The U.S. Supreme Court declined to take up a case dealing with DACA, the policy protecting "Dreamers" from deportation. For now, DACA will stay in place until the Trump administration pursues the case through a federal appeals court.

More than 30 Trump aides have been stripped of access to top secret intelligence, including Trump's son-in-law Jared Kushner.

A federal judge has barred Indiana from discriminating against Syrian refugees in their efforts to relocate to the state.

California passed a law automatically pre-registering all 16- and 17-year-olds to vote when they receive a state driver's license or identification card.

After five months of political deadlock, Germany's political parties united behind Angela Merkel, granting her a fourth term as Chancellor. Merkel's coalition was complicated by the recent gains of the anti-immigrant party Alternative for Germany, which now controls 12% of the parliamentary vote. AfG is not a member of the new ruling coalition.

Setbacks

The Anti-Defamation League reported that anti-Semitic incidents surged 57% in 2017, to the highest levels seen in two decades.

Developing

Donald Trump shocked economists, the business community, and members of his own staff on Thursday when he announced he would impose tariffs on steel and aluminum. Time will tell whether he follows through with this threat. If he does, it could set off a round of retaliatory tariffs and further isolate the U.S. from the rest of the world.

Tensions escalated between the Senate and House Intelligence Committees, as the Senate committee concluded that Republicans on the House committee leaked private messages between Sen. Mark Warner and a Russian-connected lawyer. House Intelligence chairman Devin Nunes neither denied the accusation nor apologized for it, choosing to attack the New York Times instead.
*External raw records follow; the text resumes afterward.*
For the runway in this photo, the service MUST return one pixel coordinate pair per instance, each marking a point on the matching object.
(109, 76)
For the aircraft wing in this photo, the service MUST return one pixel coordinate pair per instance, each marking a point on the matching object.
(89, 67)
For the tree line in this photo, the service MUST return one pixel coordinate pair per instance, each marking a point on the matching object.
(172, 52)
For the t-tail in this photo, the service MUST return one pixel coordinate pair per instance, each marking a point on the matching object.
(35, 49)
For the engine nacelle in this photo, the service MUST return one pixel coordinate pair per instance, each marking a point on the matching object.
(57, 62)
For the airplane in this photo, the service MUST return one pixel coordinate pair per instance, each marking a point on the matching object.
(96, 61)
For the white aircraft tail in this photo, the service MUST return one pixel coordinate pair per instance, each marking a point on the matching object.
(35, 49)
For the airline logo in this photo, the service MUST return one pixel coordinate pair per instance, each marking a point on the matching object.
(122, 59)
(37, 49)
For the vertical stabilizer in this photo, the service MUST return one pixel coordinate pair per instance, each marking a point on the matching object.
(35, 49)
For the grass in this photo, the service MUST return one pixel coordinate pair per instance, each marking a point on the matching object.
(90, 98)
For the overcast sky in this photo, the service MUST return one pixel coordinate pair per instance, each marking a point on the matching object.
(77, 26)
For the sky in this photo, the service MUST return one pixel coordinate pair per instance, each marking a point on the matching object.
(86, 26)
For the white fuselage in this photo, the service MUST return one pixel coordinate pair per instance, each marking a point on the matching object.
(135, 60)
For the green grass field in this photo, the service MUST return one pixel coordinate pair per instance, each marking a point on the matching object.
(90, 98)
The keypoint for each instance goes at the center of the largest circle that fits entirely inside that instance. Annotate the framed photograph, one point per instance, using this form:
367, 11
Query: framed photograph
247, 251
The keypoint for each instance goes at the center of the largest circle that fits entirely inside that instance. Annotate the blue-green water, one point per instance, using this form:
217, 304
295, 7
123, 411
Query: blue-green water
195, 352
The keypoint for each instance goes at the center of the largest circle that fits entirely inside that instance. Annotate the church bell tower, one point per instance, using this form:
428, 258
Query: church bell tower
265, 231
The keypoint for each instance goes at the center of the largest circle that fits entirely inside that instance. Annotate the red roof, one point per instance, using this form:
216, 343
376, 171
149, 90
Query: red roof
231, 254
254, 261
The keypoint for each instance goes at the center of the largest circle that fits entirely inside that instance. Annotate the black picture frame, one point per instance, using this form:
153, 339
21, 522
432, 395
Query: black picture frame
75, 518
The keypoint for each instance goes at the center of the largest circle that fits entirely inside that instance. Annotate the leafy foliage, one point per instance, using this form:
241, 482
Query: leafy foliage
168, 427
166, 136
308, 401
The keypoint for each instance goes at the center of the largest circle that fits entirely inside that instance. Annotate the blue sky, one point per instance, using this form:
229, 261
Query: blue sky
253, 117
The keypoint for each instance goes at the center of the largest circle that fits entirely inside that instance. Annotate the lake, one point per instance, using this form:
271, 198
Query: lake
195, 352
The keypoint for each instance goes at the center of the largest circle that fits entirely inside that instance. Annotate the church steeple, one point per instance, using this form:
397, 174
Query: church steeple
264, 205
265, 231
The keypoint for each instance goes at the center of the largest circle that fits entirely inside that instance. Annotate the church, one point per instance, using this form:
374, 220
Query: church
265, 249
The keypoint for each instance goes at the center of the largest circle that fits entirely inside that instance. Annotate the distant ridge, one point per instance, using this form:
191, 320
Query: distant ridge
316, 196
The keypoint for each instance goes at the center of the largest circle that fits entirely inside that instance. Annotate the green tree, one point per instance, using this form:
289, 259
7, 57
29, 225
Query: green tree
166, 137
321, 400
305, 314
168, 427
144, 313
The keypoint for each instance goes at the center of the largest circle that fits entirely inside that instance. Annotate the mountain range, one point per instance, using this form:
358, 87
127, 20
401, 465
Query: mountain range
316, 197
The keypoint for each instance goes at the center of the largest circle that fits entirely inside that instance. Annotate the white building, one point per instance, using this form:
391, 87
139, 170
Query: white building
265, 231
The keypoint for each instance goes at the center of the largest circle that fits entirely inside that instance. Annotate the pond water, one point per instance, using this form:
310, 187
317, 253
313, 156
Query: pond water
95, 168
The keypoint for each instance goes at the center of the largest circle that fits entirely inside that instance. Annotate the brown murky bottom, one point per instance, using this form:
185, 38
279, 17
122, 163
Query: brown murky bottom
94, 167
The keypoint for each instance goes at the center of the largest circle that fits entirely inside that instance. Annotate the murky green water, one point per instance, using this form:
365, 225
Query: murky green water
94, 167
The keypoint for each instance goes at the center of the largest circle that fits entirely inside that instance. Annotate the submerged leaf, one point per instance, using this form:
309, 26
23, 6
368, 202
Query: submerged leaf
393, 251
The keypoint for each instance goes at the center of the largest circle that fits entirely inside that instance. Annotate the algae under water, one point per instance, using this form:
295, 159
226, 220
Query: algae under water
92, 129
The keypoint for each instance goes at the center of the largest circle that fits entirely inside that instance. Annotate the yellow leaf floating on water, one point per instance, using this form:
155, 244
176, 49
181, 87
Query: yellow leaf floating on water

According to a new piece by historian Lara Putnam and political scientist Theda Skopcol, college-educated white women in the suburbs make up the demographic group whose political practices have changed most under Trump. As Putnam and Skopcol tell it, these women have made excellent strides at reinvigorating the Democratic grassroots in their communities. But to make full use of their new energy, party leaders will need to do more to welcome them into the fold.